Leo Strauss: Der Philosoph des 21. Jahrhunderts
Auffallend viele Intellektuelle aus dem Umfeld von Donald Trump berufen sich auf den Philosophen Leo Strauss. Dessen Modernekritik inspirierte bereits die neokonservative Bush-Administration. Und chinesische Intellektuelle, die Kommunismus mit Konservatismus verbinden wollen. Wer war Leo Strauss?
Donald Trump ist nicht gerade als Philosoph bekannt. Seine erratischen Reden, seine Ungeduld mit anderen Meinungen und sein Verständnis von Politik als Dealmaking lassen weniger auf eine Liebe zur Weisheit schließen als vielmehr auf jene „Revolution des gesunden Menschenverstandes“, die er in seiner Antrittsrede verkündet hat. Dennoch gibt es in seinem Umfeld Stimmen, die dem Trumpismus einen philosophischen Rahmen verpassen wollen.

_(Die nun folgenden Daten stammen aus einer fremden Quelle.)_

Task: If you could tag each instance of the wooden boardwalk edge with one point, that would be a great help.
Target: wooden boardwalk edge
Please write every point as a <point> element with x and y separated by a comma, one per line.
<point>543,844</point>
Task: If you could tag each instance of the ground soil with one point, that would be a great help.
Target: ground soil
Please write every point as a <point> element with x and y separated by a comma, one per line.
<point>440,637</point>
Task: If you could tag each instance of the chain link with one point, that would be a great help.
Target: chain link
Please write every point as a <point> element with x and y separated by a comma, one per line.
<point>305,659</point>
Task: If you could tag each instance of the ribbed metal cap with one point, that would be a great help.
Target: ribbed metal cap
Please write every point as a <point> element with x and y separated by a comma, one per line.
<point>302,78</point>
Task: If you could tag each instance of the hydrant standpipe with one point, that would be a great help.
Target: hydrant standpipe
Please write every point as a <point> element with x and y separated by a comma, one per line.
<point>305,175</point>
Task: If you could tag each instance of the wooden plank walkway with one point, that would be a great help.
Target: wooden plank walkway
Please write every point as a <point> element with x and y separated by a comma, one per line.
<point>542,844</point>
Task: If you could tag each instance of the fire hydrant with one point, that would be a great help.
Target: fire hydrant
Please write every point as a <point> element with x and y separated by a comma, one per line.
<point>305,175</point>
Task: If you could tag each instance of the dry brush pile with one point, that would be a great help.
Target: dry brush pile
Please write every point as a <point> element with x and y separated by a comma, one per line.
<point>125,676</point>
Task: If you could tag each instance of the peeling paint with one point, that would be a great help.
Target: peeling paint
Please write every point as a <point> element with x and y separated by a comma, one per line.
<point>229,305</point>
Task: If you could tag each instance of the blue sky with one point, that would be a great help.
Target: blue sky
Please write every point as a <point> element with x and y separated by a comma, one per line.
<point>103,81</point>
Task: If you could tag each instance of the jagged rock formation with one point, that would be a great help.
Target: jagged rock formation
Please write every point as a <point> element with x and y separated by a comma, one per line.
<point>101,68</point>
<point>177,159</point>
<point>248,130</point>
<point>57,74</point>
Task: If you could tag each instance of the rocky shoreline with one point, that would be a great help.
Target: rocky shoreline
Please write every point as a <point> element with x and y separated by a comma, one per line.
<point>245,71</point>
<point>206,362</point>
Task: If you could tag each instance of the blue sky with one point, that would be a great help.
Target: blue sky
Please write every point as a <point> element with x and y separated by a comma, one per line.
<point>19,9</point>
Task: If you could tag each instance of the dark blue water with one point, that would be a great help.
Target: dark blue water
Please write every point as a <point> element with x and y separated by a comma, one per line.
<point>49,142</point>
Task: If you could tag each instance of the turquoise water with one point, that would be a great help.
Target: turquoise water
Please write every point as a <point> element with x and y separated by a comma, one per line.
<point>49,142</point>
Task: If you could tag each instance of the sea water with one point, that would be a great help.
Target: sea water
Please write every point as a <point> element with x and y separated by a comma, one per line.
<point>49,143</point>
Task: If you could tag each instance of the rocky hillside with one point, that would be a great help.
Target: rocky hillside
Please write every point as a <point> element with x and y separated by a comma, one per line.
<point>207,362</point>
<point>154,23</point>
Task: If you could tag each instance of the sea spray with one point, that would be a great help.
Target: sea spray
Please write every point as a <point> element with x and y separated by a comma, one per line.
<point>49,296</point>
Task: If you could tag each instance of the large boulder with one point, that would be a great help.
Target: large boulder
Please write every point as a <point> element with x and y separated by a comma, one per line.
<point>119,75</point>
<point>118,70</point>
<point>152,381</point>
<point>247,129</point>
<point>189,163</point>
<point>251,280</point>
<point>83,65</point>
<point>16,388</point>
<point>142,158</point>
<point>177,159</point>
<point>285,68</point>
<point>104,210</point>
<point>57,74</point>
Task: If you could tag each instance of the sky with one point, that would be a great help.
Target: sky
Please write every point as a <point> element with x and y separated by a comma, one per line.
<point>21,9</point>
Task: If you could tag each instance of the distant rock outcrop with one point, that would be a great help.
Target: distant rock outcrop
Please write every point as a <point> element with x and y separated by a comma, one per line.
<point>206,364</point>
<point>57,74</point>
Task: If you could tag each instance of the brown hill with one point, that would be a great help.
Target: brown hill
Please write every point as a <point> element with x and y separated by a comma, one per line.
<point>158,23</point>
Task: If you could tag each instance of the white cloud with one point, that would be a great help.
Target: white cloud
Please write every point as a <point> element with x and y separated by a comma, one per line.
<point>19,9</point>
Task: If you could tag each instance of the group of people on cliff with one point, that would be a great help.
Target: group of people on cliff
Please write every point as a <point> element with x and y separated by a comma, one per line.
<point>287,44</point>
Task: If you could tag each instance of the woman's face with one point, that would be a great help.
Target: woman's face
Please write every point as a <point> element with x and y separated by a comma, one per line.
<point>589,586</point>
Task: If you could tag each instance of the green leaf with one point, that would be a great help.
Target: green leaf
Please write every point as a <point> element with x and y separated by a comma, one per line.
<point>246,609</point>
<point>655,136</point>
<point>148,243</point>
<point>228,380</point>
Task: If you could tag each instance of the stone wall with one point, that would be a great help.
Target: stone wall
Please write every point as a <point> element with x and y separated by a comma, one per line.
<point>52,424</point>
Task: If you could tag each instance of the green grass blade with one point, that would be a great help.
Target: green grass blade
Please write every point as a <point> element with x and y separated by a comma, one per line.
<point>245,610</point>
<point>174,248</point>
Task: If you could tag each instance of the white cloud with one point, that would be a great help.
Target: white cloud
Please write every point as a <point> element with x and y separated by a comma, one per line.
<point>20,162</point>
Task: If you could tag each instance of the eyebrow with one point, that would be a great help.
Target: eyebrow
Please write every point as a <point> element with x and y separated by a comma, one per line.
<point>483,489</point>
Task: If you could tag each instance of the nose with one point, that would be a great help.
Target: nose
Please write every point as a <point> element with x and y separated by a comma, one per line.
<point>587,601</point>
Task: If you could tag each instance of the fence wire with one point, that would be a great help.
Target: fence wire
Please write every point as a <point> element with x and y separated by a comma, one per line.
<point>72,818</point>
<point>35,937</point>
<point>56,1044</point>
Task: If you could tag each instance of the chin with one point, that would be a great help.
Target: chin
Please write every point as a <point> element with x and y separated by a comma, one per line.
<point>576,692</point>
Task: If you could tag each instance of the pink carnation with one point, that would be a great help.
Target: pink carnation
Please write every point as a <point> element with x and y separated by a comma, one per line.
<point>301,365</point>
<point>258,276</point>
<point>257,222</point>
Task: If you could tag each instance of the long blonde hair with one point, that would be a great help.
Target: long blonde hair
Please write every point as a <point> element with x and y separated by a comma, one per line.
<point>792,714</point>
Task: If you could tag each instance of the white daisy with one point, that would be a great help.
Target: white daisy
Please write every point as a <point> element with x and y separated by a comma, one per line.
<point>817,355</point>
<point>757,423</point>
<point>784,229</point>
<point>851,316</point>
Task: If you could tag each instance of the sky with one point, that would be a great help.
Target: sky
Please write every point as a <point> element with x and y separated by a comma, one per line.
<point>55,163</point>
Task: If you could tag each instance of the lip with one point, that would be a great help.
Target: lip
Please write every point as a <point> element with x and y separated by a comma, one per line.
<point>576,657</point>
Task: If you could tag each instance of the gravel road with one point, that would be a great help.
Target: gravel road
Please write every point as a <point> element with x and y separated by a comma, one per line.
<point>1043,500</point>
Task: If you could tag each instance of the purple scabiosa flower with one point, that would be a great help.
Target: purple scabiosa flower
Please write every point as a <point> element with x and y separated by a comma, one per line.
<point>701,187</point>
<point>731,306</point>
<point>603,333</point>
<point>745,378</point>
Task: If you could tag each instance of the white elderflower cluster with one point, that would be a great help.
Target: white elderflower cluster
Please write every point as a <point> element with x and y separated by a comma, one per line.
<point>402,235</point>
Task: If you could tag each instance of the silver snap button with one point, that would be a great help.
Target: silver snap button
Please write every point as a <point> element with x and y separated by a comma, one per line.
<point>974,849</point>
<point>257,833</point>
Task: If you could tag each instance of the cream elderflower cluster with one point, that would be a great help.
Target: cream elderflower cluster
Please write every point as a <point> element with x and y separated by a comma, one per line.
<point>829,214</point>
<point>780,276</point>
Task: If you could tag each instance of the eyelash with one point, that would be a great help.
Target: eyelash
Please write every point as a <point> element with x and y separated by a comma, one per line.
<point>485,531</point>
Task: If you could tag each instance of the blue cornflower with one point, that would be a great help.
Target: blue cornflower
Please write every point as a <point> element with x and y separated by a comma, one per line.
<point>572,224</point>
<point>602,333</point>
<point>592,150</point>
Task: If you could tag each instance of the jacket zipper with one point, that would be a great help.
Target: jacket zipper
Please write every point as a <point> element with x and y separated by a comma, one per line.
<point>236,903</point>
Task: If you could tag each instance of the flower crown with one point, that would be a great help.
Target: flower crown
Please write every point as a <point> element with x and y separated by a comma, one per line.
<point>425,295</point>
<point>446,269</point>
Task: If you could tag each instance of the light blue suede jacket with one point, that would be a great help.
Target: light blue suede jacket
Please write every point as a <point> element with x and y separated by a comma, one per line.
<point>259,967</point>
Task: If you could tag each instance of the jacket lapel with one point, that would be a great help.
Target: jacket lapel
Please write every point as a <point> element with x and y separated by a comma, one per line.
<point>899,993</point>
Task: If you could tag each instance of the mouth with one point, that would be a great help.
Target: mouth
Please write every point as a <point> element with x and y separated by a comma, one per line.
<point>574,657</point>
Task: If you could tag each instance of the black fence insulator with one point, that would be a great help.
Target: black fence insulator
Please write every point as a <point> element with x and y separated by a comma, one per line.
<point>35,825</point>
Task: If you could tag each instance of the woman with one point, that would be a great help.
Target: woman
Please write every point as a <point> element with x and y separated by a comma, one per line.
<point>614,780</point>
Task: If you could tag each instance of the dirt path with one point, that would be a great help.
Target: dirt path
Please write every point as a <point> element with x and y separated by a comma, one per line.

Da ist zum Beispiel Michael Anton, Director of Policy Planning im Außenministerium. Anton forderte 2020 einen „Cäsar“, der die gelähmten Institutionen der Vereinigten Staaten zeitweise außer Kraft setzt, um die Ordnung wiederherzustellen. Statt Parlamenten und Gerichten gäbe es dann nur noch eine Macht im Staat: den Präsidenten. Tatsächlich kokettiert Trump immer wieder mit einer „Diktatur für einen Tag“, der Abschaffung der Wahlen oder der Trockenlegung des bürokratischen Sumpfes. Hat Anton die Blaupause für Trumps Staatsumbau geliefert? Anton ist nicht der einzige Intellektuelle in Trumps Umfeld. Vizepräsident JD Vance ist auch einer. Und im Unterschied zu Trump nennt er seine Quellen. Er steht zum Beispiel in regem Austausch mit dem Politologen Patrick Deneen, der auf traditionellen Familienwerten und Katholizismus eine „postliberale“ Ordnung errichten will. Noch enger dürfte Vance mit dem Tech-Milliardär Peter Thiel sein, der seinen Wahlkampf maßgeblich finanziert hat. Thiel ist nebenbei auch Philosoph und sorgt sich um den Westen. Zwischen Demokratie und Freiheit bestehe nämlich ein Widerspruch: Die Mitsprache der vielen führe zu einer Überregulierung, unter der die eigentlichen Träger der Freiheit, die Unternehmer, zu leiden hätten. Besser wäre es, so Thiel, wenn die Innovatoren selbst die Herrschaft übernehmen und die Freiheit von oben herstellen.